A defesa do soldado Branco, que na audiência foi representada pelo advogado Victor Lion Brown Monteiro de Almeida, pediu a revogação da preventiva, bem como a defesa do soldado Guilherme. Ambas as defesas afirmam que o caso é do Tribunal do Júri.

A defesa de Branco alega que, pela tese da acusação, o policial seria apenas coautor de fraude processual e que o crime tem pena baixa e não caberia prisão preventiva.

A defesa de ambos os soldados afirma que os dois têm colaborado com as investigações e que não intimidaram testemunhas.

A defesa de Guilherme nega que o soldado tenha tentado manipular o registro da ocorrência na central da PM e que ele avisou superiores diretamente assim que percebeu que o rapaz estava baleado. A defesa afirma ainda que a comunicação por rádio estava ruim.

O juiz negou todos os pedidos ao final da audiência de custódia.

Morto no dia do aniversário

A mãe de Rogério, Roseane (ao centro), se emociona durante homenagem ao filho, no Parque Bristol, zona de sul de São Paulo - Marcelo Oliveira/UOL - Marcelo Oliveira/UOL
A mãe de Rogério, Roseane (ao centro), se emociona durante homenagem ao filho, no Parque Bristol
Imagem: Marcelo Oliveira/UOL

Rogério foi morto em 9 de agosto deste ano, dia em que completava 19 anos, na avenida dos Pedrosos, atrás do CEU Parque Bristol, em São Paulo. Segundo Roseane, o filho era cabeleireiro formado e vinha trabalhando ultimamente como ajudante de logística. Sua diversão era andar de moto com os amigos e fazer manobras radicais com elas. A diversão é conhecida como bololô e é reprimida pela PM.

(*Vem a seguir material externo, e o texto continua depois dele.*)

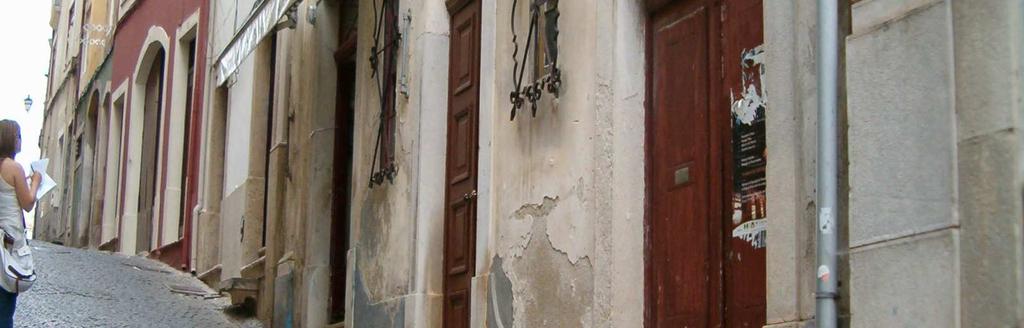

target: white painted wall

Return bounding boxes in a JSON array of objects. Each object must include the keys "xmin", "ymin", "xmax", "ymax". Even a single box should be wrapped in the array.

A mãe contou ao UOL que, no dia do aniversário, ela o acordou de surpresa e mostrou que havia comprado um bolo para ele. Disse que à noite todos comemorariam juntos depois que ela fizesse o cabelo de uma cliente. "Guardei o bolo e fui me arrumar. Dez, 15 minutos depois, chegou um vizinho avisando que tinham atirado nele. O bairro inteiro já estava lá."

"Os PMs não deixaram socorrer o Rogério. Ele morreu diante dos meus olhos e sem socorro. Os PMs só deixaram levá-lo depois que ele tinha morrido", contou Roseane.

Foram a falta de placa na moto e de uso de capacete que chamaram a atenção dos PMs, que ao vê-lo, aceleraram. O soldado Guilherme atirou nas costas de Rogério, que parou a moto e caiu em seguida. "Ele estava sem capacete e a moto sem placa, mas nada justifica o crime desses PMs", disse Roseane.